God died, how horrible does that sound. At least Fred didn't have to watch while I died from Vail's stab wound. Unlike myself. Even the memory of my vision is fading, I can't recall some faces. But hers when she died? I can still see that one so clearly. My heart still breaks when I hear her ask why she couldn't stay. And there'd been nothing I could do about it.

What? Does she think we've not tried? Fred and I went through book after book after book. With her reading and me pointing things out. Getting frustrated because there are so many languages only I could read. And that was when we still had the templates, which could conjure up a few different languages in the off chance that she would be able to read those. Now that we left the bloody firm, we didn't even have those.

"And them my friends do something so stupid as to bring forth Angelus. While they *knew* the risks and he end up killing my slayer and then accuses me of leaving him alone. Add to that the fact that Fred and I've *been* through every damn book I had. Then yes, excuse me for being an honest jerk. But hey, you're used to that when it comes to me anyway."

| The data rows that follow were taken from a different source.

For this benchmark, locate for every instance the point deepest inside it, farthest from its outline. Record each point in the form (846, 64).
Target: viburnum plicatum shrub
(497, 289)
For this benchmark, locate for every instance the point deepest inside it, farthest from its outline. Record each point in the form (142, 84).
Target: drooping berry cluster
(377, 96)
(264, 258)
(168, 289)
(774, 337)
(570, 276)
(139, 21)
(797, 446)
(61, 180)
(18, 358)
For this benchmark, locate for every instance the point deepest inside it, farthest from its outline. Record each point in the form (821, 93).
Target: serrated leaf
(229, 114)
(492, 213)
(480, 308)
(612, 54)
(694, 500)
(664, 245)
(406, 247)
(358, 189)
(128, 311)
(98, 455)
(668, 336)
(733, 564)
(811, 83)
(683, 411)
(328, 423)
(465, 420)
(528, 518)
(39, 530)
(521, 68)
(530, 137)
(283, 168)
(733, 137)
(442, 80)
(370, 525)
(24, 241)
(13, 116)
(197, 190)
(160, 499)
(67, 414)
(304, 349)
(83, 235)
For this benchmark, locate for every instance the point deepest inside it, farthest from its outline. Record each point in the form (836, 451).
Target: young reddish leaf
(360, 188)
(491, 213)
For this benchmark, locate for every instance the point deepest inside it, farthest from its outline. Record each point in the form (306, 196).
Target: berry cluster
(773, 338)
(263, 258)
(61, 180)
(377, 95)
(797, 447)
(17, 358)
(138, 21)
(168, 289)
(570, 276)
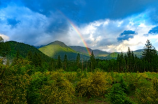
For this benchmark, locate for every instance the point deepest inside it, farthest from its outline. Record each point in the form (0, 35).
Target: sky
(108, 25)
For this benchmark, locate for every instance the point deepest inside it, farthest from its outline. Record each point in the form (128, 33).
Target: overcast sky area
(108, 25)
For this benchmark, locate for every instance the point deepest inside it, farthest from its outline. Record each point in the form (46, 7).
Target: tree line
(127, 62)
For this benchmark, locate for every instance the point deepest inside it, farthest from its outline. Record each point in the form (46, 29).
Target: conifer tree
(59, 64)
(92, 61)
(65, 62)
(29, 56)
(78, 60)
(51, 65)
(37, 60)
(149, 54)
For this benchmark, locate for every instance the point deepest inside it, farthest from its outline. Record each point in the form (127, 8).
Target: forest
(34, 78)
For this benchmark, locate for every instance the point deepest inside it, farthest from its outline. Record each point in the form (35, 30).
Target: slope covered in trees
(23, 49)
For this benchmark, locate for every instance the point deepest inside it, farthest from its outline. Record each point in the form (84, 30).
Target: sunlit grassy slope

Sighing, I put my head back against the wall again, my face staring at the sky. "It's not that I don't appreciate your help Miss Summer. Considering you are one of the fist to offer it. But Fred and I have tried everything and I don't know where to....look...anymore." Well, I suppose there are the books I've left behind here. But I'm getting tired of disappointment after disappointment. after... Why does she even care. She never liked me.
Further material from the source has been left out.